By Steven Morris - Guardian
Salvage diver Lyle Craigie-Halkett sips a glass of water (he's done a lot of talking to old chums and his throat is dry) in the splendidly restored first class dining room of the SS Great Britain and recalls the time a welly boot came smashing through the ceiling.
"That used to happen quite a lot - it went with the territory on this job," he says. Today was a time for old stories as dozens of people - divers, salvage experts and tugboat crew members - were reunited in Bristol to remember how they helped rescue the first great ocean-going liner and return her to her home city exactly 40 years ago.
Isambard Kingdom Brunel's magnificent vessel had been scuttled in shallow water in the Falkland Islands at the end of her working life.
She became a popular destination for picnickers and mussel-hunters but was rotting away until a scheme to refloat her and bring her back to the UK was hatched in 1969.
"People thought it was a crazy idea and perhaps it was," says Craigie-Halkett. "But we went for it anyway."
And thanks to the skill of the team, not to mention the cash of tycoon businessman Jack Hayward and dozens of mattresses donated by islanders to plug a worrying hole in the vessel, the rusting hulk was refloated on to an enormous pontoon and towed almost 8,000 miles across the Atlantic.
Thousands turned out on 19 July 1970, as she was guided up the Avon river and into Bristol where she has been lovingly restored and is now one of the south-west's most popular tourists attractions.
The memories came thick and fast today.
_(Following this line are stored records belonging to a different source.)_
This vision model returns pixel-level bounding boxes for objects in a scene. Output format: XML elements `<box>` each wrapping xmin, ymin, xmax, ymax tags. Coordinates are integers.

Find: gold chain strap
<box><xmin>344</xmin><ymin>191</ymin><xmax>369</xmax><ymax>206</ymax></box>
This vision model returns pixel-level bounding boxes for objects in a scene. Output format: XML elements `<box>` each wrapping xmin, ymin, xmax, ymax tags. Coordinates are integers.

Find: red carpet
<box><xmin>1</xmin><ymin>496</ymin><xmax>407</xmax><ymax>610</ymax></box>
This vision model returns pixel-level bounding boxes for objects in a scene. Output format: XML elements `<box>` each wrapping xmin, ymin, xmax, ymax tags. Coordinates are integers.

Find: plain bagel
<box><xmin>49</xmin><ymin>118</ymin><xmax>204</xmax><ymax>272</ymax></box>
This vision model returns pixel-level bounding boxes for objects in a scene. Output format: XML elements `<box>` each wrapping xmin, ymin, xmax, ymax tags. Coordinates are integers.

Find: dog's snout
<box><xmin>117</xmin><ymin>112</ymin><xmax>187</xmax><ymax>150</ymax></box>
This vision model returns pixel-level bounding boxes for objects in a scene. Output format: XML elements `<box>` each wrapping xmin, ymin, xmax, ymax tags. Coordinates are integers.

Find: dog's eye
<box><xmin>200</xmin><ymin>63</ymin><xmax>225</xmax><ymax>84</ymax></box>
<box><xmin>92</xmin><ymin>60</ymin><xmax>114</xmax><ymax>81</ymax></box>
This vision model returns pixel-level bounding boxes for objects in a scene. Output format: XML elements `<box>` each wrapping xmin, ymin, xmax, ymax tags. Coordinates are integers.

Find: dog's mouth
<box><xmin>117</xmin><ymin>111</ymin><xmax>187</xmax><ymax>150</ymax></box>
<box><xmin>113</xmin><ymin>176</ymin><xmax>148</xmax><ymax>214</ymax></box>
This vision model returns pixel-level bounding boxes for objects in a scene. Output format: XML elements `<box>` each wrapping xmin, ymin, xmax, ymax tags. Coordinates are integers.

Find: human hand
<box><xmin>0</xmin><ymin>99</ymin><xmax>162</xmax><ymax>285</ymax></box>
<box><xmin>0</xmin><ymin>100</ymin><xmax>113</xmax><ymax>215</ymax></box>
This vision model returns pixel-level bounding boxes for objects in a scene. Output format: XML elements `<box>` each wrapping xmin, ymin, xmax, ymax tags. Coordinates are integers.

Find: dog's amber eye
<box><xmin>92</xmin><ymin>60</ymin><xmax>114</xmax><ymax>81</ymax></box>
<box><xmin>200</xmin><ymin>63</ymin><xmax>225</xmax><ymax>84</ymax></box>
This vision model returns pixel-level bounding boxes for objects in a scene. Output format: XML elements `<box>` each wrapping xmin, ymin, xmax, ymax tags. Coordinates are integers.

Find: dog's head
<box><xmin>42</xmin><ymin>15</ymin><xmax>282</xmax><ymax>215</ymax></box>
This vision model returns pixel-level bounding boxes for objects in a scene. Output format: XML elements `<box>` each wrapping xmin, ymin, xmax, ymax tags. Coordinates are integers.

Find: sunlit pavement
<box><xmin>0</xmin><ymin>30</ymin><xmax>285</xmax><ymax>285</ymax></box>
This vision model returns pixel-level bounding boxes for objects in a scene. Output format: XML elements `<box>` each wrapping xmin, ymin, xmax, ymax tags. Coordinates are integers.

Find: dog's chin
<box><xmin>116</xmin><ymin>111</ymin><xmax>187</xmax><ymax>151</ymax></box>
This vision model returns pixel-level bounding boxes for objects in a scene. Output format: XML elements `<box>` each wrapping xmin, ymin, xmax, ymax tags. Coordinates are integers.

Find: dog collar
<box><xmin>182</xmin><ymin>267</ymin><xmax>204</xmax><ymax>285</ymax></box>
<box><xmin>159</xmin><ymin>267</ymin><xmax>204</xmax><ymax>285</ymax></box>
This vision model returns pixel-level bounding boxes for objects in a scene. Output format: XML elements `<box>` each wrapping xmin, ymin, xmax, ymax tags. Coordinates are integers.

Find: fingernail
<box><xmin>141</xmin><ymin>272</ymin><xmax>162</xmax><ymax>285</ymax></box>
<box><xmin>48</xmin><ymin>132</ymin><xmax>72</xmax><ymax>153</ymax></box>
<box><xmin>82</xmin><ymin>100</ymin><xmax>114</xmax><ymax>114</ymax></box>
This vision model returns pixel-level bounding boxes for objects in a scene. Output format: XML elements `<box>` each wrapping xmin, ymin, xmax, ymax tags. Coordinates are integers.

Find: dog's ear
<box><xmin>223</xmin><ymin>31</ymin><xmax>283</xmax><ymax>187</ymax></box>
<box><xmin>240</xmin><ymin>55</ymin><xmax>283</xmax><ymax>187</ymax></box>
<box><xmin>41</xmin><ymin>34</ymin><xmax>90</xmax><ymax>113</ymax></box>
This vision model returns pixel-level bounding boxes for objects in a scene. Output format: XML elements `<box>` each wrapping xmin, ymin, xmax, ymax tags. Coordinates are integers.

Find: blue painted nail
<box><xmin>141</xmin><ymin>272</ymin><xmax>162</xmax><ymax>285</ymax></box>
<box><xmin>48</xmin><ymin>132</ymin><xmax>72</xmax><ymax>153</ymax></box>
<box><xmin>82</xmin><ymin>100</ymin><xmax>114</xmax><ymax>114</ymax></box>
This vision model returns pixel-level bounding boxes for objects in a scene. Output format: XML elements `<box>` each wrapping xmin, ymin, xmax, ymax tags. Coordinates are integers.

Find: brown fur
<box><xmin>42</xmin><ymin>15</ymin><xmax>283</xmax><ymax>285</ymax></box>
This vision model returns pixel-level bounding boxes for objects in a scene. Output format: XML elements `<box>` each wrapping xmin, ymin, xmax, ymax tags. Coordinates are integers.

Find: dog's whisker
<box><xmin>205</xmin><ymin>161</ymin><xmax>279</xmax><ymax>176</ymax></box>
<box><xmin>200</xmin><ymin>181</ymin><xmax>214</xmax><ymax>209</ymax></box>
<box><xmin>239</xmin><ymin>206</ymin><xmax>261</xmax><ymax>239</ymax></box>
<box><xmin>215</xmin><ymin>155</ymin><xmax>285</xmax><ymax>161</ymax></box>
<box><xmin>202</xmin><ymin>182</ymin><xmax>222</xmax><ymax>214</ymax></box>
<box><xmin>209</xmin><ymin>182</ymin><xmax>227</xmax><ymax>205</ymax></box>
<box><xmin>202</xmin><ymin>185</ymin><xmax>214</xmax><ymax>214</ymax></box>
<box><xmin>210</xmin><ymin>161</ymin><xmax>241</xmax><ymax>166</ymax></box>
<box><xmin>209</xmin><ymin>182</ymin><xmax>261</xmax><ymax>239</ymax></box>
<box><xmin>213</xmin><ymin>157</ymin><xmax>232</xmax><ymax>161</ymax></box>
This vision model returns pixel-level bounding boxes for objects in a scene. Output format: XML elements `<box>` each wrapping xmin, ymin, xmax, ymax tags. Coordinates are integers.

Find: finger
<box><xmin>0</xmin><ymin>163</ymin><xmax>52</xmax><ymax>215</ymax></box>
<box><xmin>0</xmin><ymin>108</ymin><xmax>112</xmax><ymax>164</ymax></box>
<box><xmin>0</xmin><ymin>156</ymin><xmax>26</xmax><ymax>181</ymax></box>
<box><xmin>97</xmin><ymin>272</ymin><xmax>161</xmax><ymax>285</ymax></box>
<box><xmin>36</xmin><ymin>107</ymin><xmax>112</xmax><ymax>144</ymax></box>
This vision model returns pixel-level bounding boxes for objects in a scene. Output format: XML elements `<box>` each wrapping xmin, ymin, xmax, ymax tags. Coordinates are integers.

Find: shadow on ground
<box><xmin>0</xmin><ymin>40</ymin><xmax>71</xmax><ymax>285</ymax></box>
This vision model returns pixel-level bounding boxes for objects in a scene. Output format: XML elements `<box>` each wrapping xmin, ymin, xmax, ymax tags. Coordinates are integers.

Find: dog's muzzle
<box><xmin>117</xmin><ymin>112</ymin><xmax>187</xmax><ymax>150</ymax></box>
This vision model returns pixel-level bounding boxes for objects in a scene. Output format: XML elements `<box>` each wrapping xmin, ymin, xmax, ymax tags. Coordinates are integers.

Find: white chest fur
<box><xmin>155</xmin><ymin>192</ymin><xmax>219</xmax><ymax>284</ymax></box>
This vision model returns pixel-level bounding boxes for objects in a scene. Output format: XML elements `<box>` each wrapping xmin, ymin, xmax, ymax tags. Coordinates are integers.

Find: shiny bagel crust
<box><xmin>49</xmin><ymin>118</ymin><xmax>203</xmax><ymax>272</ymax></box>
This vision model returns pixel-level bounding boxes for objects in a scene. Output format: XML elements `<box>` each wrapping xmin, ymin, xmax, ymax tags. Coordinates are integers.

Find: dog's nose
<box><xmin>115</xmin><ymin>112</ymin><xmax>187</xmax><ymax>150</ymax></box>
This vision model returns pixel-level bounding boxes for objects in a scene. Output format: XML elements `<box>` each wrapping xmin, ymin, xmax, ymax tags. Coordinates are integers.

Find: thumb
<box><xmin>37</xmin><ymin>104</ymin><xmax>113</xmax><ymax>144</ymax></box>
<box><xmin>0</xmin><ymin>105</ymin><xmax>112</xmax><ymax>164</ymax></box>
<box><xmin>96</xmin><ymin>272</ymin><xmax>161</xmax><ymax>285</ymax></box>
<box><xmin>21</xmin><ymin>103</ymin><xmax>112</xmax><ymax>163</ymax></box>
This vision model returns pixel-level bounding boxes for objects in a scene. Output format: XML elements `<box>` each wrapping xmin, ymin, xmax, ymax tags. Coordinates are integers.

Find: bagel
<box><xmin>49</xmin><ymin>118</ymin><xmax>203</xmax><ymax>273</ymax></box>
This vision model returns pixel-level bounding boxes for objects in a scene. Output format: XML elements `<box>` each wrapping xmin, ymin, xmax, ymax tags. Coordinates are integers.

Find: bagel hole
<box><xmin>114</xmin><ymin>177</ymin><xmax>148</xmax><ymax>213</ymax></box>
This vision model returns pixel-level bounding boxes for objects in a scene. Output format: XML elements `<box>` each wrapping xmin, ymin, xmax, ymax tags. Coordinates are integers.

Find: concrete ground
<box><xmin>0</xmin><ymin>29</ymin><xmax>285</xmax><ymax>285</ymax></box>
Another of the divers, Stuart Whatley, described how the project came together thanks to "good planning, good logistics, fantastic improvisation."
He also remembered the mussels with huge pleasure.
"The ship was covered with them, eight or nine inches long, the biggest I've ever seen. The cook came along and collected bags full of them and we had them for tea. They were marvellous."
Ivor Boyce, the captain of the tug boat John King, that carefully guided the ship upriver after its ocean crossing, remembers the crowds. "It was just a mass of people.
The diesel noise was overpowered by the people cheering and honking. It was very, very moving."